Genzyme Corp.'s effort to take over a key partner for $345 million took another twist this week.
After Genzyme narrowly lost a hotly contested shareholder vote last week to buy New York-based Bioenvision Inc., the two biotech companies have obtained a court order to reopen the polls this month to give shareholders yet another opportunity to approve the deal.
Genzyme, based in Cambridge, has already acquired 22 percent of Bioenvision's stock through a tender offer, and Bioenvision's board has voted to sell the rest of the company to Genzyme. But some shareholders, including Elliott Associates LP and SCO Capital Partners LLC, have complained that Genzyme's $5.60 per share offer is too low. Bioenvision shares were up 9 cents yesterday to close at $5.55, a 1.7 percent increase.
Bioenvision originally planned to complete the shareholder vote last Thursday. But after winning the support of only 47 percent of shares - 50 percent is needed for approval - it extended the voting until Friday morning. Despite rounding up some additional supporters, the merger vote still failed by 239,000 share votes, less than one-half of a percent of outstanding shares, according to court documents.
But Bioenvision says the deal would have passed by 2.8 million votes if it were allowed to include the votes of a JPMorgan client, who attempted to vote 43 minutes after Bioenvision's chief executive Christopher Wood closed the polls.
To give the stockholder another chance to vote, Bioenvision and Genzyme jointly asked a Delaware court judge for permission to reconvene the shareholder meeting Oct. 22. Bioenvision and Genzyme said the court granted their request yesterday.
One of the shareholders who opposed the deal, SCO president Jeffrey Davis, said he has never seen such extraordinary efforts to extend a shareholder vote.
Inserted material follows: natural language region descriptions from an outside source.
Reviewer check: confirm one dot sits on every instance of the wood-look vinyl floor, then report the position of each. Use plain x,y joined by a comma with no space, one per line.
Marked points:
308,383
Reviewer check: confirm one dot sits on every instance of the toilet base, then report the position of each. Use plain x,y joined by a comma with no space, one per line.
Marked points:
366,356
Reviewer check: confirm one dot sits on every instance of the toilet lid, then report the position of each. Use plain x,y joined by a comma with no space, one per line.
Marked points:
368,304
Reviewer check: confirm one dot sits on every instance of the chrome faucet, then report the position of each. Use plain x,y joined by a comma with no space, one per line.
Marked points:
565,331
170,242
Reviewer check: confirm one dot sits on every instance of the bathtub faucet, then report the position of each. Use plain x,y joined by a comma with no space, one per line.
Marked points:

"At some point, the board and management of Bioenvision should heed the wishes of the common shareholders," said Davis, whose company controls 13 percent of Bioenvision's stock. Davis said SCO is reviewing its legal options, but was surprised to find out a judge granted the request before it had a chance to intervene. Elliott Associates, which has also opposed the deal and controls 6.7 percent of Bioenvision's shares, declined to comment.
Genzyme and Bioenvision already work closely because they share the rights to clofarabine, a leukemia treatment. By purchasing Bioenvision, Genzyme would gain full control of the drug and potentially have more flexibility.
While some shareholders have held out for a higher offer, Genzyme has repeatedly said it won't raise its $5.60 per share bid. In a letter to Bioenvision's board, Genzyme said no other company has been willing to pay more and Bioenvision faces considerable risk if it remains independent.